Now we can take this newly created list file and run it through
linux’s sed command to comment out each table passed in via
the args to prevent that data from being imported on restore.
This is being done in the code block here:
args.extras.each do |arg|
  `sed -i.bak '/TABLE DATA public #{arg.downcase}/ s/^/;/' #{db_list_filepath}`
end
All this command is doing is using regex to look through the
file to find the table passed in and if it is found add a ; to
the beginning of the line. This comments the line out.
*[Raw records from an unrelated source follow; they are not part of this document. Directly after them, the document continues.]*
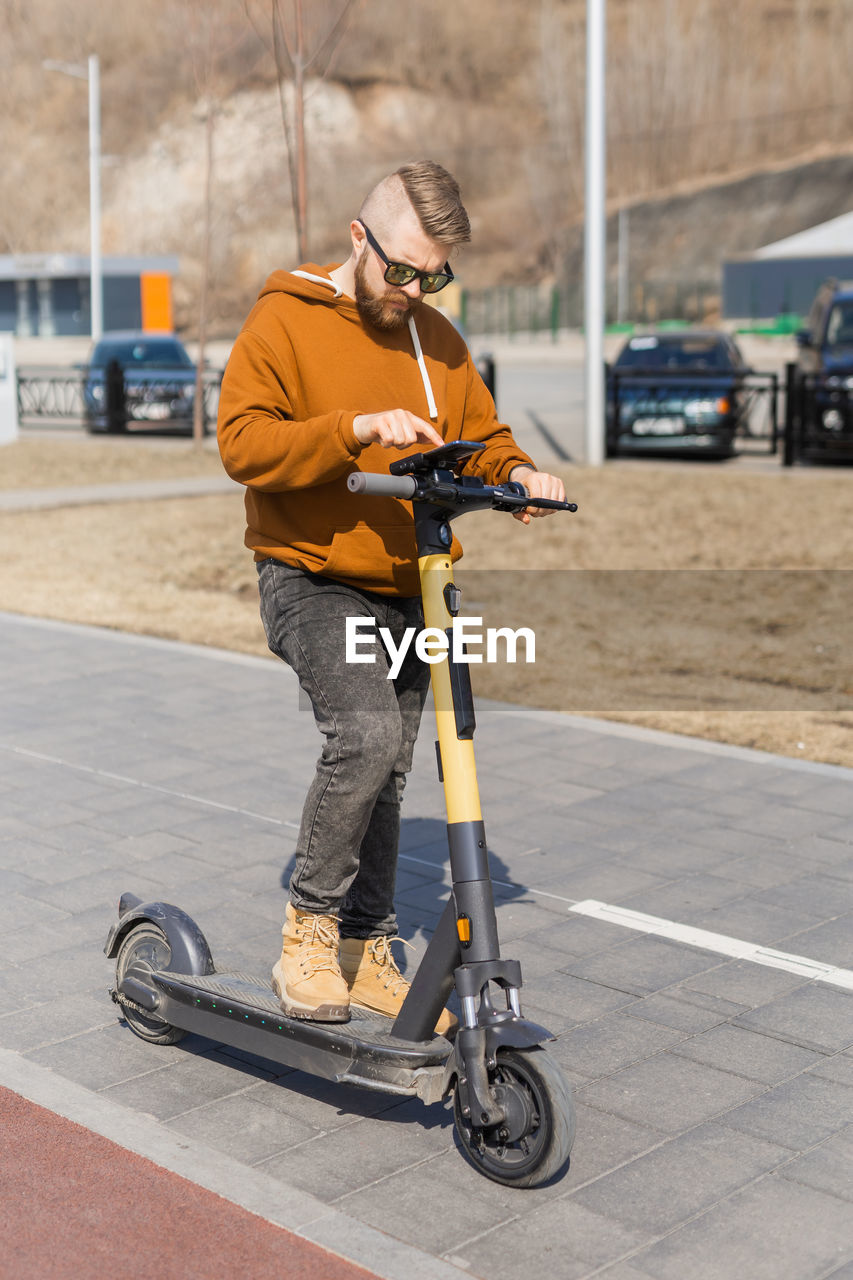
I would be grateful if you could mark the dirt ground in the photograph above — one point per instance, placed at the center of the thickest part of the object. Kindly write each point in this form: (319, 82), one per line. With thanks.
(705, 600)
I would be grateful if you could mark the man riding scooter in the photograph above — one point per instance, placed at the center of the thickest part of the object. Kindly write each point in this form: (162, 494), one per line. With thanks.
(338, 368)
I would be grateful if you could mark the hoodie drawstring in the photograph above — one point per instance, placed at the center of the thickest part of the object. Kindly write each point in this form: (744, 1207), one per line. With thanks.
(422, 365)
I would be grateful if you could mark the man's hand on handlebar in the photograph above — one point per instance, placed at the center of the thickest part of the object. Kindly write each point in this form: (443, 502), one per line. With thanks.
(395, 429)
(539, 484)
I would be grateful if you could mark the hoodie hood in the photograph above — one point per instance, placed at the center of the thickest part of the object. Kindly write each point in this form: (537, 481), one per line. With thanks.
(313, 283)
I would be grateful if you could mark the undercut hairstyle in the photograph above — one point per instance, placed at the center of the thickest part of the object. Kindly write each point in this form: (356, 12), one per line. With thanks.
(432, 192)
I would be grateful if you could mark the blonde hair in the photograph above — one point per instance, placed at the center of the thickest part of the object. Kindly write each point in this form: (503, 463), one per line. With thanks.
(430, 191)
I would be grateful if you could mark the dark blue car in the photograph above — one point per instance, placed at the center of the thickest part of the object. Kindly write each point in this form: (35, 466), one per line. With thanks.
(825, 370)
(138, 380)
(676, 393)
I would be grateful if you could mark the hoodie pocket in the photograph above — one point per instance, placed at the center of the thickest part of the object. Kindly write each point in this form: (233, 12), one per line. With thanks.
(374, 557)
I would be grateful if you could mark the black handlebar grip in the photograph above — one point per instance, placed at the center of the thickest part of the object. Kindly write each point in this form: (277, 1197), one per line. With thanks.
(379, 485)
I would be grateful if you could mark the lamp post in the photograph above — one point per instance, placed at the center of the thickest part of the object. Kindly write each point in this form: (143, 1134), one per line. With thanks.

The sed command needs the -i.bak which creates a backup of the file before making these changes. Since this is used locally or in
a non-production environment I’m not concerned with this being
overwrote after each iteratiton. I delete this file once the
task is complete.
When the db.list file is done being modified we can pass that
file in to the pg_restore command with the -L option with
the original db.dump file.
This is an example of what the command looks like that is built
via the [].tap code block.
pg_restore -h localhost -d selective_db_restore_development --verbose --clean --no-acl --no-owner -L ./db.list ./db.dump
pg_restore will use that list file to only restore the elements and tables listed in that file.
Example Code
I have an example repo up on github if you wanted to check it and see this work.
In this repo I seeded a database with a bunch of data via the faker gem.
You can find the compressed db dump file lib/tasks folder.
You can run the following and it will restore all the tables.
bin/rake db:selective_restore
Then if you want to see it exclude tables a command like
the following can be run.
bin/rake db:selective_restore[hops,fermentables]
You will see when looking at the database after running this
no data in the hops or fermentables table.